When an innovator pharmaceutical company files a New Drug Submission (NDS) or a Supplementary New Drug Submission (SNDS) with Health Canada, it may be forgiven for thinking that its submission will be held in confidence. Innovator submissions typically contain valuable and commercially sensitive information, such as manufacturing processes, and competitors may request disclosure of the submission pursuant to the Access to Information Act (the Act). This article explores recent law that describes what may happen after such a request is made.

The general rule under the Act is that the government must disclose information, such as information in a submission, to the requesting party. However, there are exemptions that protect confidential information submitted by a party. These exemptions are found under section 20(1) of the Act. Recently, the Supreme Court of Canada (SCC), in Merck Frosst Canada Ltd. v. Canada (Health), 2012 SCC 3, ruled on the scope of the exemptions under the Act.

In Merck, one of Merck's competitors made a request under the Act for disclosure of Merck's NDS and SNDS relating to the drug SingulairR. Health Canada refused to disclose some documents while disclosing others without providing notice to Merck, and requested that Merck make submissions as to why the remaining set of documents should not be disclosed to the requesting party. Merck took the position that none of the documents, including those already provided to their competitor, should be disclosed, as they are exempted under the Act. This led Merck to bring a judicial review of Health Canada's decision, which Merck eventually appealed up to the SCC.

The SCC first considered the circumstances under which notice of an intention to disclose information must be provided to the party that submitted the information. In this regard, the SCC interpreted section 27 of the Act, and held that the government may disclose information without providing notice only in clear cases where, after reviewing all of the evidence, it concludes that there is no reason to believe that the information to be disclosed falls under one of the section 20 exemptions. Such a high threshold should help to ensure that, as a standard practice, confidential information is not disclosed without providing notice to the originator of that information.

The SCC then dealt with the exemptions under section 20(1) of the Act which outline the types of information that cannot be disclosed to a requesting party. Exempted information falls into one of three categories:

  1. Trade secrets;
  2. Financial, commercial, scientific or technical information that is confidential; and
  3. Information, the disclosure of which, could reasonably be expected to result in material financial loss or gain, or prejudice the competitive position of the information provider.

After notice of intended disclosure is provided, the originator of the information must, if it seeks to prevent disclosure, prove on a balance of probabilities that the information falls into one of the above categories. The SCC in Merck provided the following guidelines concerning these categories.

1. Trade Secrets

The SCC's interpretation of the scope of the first category, namely trade secrets, is broader than that of the lower appellate court, essentially holding that in the context of the Act, a trade secret is a plan or process, tool, mechanism or compound which is intended to remain confidential by the party disclosing this information.

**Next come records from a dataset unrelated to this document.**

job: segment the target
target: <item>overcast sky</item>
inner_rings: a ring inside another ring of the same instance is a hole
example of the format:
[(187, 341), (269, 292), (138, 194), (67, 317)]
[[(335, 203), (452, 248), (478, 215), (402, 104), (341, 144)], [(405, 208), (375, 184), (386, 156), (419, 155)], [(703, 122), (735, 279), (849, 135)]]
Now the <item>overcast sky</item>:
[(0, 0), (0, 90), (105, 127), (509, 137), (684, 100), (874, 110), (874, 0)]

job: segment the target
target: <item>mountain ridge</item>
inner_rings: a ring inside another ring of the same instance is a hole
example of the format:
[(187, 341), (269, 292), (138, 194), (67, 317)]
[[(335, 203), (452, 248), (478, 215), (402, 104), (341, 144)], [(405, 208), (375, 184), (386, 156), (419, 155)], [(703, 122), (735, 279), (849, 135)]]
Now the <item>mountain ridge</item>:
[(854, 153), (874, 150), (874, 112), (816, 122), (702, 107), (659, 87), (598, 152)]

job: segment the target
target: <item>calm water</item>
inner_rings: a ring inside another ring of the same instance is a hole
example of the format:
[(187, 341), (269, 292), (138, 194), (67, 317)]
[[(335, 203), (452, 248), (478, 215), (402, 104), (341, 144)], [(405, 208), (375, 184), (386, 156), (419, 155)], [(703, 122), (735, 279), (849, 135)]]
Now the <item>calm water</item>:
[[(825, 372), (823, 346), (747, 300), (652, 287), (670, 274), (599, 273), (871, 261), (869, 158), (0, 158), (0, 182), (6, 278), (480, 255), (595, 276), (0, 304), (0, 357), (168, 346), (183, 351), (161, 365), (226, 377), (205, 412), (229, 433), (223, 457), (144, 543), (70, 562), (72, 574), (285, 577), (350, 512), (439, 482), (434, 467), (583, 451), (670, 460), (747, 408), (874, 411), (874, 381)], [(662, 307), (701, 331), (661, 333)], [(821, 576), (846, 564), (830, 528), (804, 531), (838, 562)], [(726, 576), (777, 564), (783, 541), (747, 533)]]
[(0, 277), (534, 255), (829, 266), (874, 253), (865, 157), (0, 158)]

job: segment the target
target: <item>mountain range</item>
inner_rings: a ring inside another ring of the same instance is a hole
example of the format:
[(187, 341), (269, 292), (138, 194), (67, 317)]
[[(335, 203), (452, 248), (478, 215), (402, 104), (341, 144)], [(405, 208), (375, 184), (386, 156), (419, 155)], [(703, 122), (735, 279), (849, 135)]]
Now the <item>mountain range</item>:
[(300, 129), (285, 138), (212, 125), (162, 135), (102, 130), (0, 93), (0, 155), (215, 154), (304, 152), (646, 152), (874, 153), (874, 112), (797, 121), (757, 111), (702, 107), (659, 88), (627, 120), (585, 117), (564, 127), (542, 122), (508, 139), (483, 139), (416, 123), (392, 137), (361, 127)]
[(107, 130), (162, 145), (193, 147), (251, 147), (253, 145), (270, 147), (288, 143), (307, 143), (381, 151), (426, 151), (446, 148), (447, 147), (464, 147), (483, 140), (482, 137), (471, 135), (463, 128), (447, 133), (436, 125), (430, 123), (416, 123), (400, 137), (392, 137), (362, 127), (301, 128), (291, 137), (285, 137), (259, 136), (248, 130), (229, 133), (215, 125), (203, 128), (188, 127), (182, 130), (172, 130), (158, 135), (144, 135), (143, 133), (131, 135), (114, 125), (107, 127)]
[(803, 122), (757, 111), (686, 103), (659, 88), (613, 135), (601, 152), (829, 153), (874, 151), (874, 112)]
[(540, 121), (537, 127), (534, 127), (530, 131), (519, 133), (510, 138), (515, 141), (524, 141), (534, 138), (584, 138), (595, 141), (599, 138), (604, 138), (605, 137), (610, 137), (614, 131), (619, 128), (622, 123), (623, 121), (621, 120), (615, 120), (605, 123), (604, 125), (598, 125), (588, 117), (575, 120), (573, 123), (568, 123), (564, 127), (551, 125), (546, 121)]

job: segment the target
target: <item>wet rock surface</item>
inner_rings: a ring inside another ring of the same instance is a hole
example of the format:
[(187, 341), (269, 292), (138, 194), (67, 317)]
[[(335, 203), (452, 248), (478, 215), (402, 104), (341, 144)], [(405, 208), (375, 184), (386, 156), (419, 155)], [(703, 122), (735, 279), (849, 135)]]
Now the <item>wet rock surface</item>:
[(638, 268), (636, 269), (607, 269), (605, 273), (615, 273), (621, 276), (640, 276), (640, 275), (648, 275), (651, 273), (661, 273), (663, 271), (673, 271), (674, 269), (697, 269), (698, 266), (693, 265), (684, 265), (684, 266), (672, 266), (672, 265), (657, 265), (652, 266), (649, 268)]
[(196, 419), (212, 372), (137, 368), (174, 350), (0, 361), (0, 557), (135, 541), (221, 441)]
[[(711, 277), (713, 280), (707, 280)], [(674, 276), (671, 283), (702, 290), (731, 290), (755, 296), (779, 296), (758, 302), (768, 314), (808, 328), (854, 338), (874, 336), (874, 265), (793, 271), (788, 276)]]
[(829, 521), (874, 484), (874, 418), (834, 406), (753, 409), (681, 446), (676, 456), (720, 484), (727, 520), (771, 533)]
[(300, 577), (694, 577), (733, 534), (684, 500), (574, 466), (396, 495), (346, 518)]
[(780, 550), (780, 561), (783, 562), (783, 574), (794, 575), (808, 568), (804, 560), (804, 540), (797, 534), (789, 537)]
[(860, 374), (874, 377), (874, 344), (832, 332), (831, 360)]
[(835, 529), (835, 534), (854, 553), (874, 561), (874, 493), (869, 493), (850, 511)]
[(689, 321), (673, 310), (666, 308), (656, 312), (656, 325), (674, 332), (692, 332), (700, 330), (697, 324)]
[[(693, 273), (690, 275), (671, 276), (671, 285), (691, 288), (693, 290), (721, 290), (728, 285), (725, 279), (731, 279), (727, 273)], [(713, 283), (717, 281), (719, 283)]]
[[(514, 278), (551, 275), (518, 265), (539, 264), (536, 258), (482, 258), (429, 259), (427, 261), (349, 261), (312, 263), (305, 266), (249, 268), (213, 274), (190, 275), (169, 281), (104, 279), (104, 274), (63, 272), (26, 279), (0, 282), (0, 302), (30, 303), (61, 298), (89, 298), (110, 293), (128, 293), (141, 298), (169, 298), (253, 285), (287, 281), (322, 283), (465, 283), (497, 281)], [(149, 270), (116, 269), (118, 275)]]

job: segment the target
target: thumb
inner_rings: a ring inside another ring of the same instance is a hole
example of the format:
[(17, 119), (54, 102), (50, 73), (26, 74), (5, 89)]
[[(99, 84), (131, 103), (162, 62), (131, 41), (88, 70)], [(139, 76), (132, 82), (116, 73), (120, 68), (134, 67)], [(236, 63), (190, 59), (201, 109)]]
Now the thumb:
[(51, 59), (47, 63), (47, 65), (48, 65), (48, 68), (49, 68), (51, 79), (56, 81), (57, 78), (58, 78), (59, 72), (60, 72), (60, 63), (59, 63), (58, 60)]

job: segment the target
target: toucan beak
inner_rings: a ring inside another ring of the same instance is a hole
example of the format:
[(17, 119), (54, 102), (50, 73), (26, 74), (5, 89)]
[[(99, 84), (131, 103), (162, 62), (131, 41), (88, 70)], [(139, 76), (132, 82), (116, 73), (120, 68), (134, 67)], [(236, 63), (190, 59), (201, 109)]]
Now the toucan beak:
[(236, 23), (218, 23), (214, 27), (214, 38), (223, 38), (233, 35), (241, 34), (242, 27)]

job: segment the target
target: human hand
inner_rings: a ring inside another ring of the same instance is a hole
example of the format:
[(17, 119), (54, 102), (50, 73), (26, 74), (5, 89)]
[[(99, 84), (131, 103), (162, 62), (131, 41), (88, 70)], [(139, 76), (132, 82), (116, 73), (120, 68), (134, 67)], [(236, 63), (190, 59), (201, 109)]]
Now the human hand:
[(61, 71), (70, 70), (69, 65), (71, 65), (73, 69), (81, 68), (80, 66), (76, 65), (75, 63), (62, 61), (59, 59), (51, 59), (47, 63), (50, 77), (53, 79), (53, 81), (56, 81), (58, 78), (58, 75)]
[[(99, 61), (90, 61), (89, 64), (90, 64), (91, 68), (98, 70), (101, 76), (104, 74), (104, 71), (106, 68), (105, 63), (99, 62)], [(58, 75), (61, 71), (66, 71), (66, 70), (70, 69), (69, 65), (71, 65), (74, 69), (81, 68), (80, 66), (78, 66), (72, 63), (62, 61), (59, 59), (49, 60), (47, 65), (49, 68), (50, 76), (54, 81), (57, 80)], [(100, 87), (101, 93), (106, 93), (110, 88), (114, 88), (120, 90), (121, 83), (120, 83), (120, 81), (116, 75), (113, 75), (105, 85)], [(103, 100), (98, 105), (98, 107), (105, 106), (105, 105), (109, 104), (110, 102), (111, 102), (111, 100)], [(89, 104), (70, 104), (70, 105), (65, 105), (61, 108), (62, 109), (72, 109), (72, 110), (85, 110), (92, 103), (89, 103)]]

2. Confidential Financial, Commercial, Scientific or Technical Information

With respect to the second exemption category, the SCC held that it does not encompass the formatting and structure of any information or submission provided to Health Canada. Furthermore, where the submission relies on publicly available materials, such as scientific articles and studies in the public domain, then such materials are not exempted from disclosure since they are not confidential. Having said this, the SCC left the door open to situations where it is not the existence of public studies and articles that is argued as being confidential, but rather the reliance on or evaluation of these studies and articles by an innovator that is confidential. Such a determination will depend entirely on the facts of a particular case.

3. Material Financial Loss or Gain or Prejudice to Competitive Position

Finally, with respect to the third exemption, the SCC held that the party seeking to prevent disclosure of this category by Health Canada must establish a "reasonable expectation of probable harm." As a result, the possibility of harm is not sufficient to invoke this exemption. However, the SCC also noted that a party need not show on a balance of probabilities that harm will in fact occur as a result of disclosure. The appropriate standard is somewhere in between, and each case will turn on the evidence presented.

In summary, the SCC expanded the circumstances under which notice of intended disclosure must be given, and also clarified how the Act's exemptions will apply to commercially sensitive information. However, it should not be forgotten that the SCC dismissed Merck's appeal and did not overturn the Minister's unilateral decision to disclose Merck's information. Innovators will need to be wary about what they disclose to the Minister and, perhaps more importantly, how they respond to any notice of intended disclosure provided by the Minister.

The content of this article is intended to provide a general guide to the subject matter. Specialist advice should be sought about your specific circumstances.